New York

Roxy Paine

Roxy Paine’s work tends to fall into two quite different categories: machines that make art, and art that looks very much like nature. In the first category are devices called the “PMU” (painting manufacturing unit) and “Scumaks” (auto sculpture makers). With the aid of computer programs written by the artist, these devices create paintings in various historical styles and objects marked by Oldenburgian floppiness. The second category encompasses meticulously rendered sculptures of flora and fungi presented in pseudolaboratory settings (poison ivy occupying a vitrine; mushrooms growing from a gallery’s wooden floor; poppies covering a neatly excised square of earth). But however different these two categories may appear, they are connected by similarities in process and intent.

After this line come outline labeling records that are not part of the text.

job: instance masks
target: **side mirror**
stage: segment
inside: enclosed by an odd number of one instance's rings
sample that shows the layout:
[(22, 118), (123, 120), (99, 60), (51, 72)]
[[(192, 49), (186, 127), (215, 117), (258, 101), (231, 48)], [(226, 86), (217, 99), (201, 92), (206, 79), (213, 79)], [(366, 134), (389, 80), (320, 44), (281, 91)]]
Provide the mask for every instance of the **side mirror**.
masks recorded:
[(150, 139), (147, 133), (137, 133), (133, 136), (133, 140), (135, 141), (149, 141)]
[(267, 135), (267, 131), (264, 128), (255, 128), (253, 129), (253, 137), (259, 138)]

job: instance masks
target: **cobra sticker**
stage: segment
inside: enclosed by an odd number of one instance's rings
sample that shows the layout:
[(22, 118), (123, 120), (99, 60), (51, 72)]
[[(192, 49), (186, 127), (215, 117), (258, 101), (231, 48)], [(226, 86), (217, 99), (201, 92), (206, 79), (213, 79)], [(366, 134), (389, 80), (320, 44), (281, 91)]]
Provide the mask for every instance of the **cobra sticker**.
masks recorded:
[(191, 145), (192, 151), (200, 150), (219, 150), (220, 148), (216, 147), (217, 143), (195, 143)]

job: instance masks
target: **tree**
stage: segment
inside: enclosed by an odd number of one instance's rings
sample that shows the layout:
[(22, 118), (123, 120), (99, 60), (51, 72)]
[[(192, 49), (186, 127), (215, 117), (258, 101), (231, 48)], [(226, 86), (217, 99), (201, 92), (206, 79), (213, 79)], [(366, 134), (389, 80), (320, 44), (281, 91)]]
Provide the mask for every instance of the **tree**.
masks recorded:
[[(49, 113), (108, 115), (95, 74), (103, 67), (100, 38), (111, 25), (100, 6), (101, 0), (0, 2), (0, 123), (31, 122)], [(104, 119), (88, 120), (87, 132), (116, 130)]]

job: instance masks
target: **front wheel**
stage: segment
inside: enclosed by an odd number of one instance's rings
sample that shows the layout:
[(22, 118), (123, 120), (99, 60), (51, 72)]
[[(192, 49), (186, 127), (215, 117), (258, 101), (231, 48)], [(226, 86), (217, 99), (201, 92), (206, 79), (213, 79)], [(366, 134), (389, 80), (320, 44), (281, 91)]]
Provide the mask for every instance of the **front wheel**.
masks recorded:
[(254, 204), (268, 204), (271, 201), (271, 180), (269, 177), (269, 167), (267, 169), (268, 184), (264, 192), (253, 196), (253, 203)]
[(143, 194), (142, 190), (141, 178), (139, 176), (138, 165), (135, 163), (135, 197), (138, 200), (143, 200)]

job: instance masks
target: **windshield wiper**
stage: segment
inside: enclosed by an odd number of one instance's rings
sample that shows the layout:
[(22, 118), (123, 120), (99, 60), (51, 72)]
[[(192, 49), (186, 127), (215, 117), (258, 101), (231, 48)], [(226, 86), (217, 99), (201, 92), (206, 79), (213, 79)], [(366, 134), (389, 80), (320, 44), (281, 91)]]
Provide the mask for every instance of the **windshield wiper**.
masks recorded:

Paine’s recent exhibition at James Cohan Gallery included a new gadget that imitates a natural sequence of events. Erosion Machine, 2005, consists of a mechanical arm that blows jets of air and silicon carbide grit at a block of sandstone housed inside a large glass case, thereby creating a miniature eroded landscape. The patterns etched on the block resemble natural canyons, mesas, and riverbeds but their forms are in fact determined by the weather records gathered in Binghamton, New York, in 1980. These data are translated into movements of the arm, which pauses here and there as it works like an indecisive chess player. The effect is hypnotic; as the arm moves, the sparkling dust that has settled on it falls off in wispy clouds, sometimes wholly obscuring the box’s interior. The ambiguity of authorship suggested by this reliance on machinery in an artistic context is only compounded by the use of it to simulate a natural process.

In a kind of not quite reversal, every bit of Weed Choked Garden, 1998–2005—a rectangular plot of land full of rotten, insect-infested tomatoes, cauliflowers with brittle brown leaves, and an assortment of vigorous weeds—appears to have been made by nature but was in fact constructed by Paine (though it looks real enough that visitors with mold allergies kept their distance). The work’s unsettling oddity comes in part from the very care taken to render something in such a state of complete decomposition so precisely. The rich decay on show is reminiscent of that which appears in Flemish still lifes, but is somehow much funnier.

The relative distance of the artist from the work in these two pieces suggests a critique of the idea of the artist as a capital-C creator. Paine’s opposing objects might even be interpreted as different punishments for the ultimate hubris of equating oneself with God: displacement by technology or irreversible decay. In Bad Planet, 2005, an enormous epoxy sphere, the artist has created an entire world, albeit one mottled with damage. A globe of uniform brown, it is covered in one part with an unhealthy-looking rash of mushroom-shaped blobs, in another with craterlike formations, and in a third with swirls that suggest apocalyptic weather raging below. Here and there are little muddy puddles of epoxy. The whole thing is as much like a tumor as it is like a planet, and this serves what one suspects is the artist’s final point: The question isn’t so much how powerful or intelligent a designer may be, but how wasteful and asinine the beneficiaries thereof.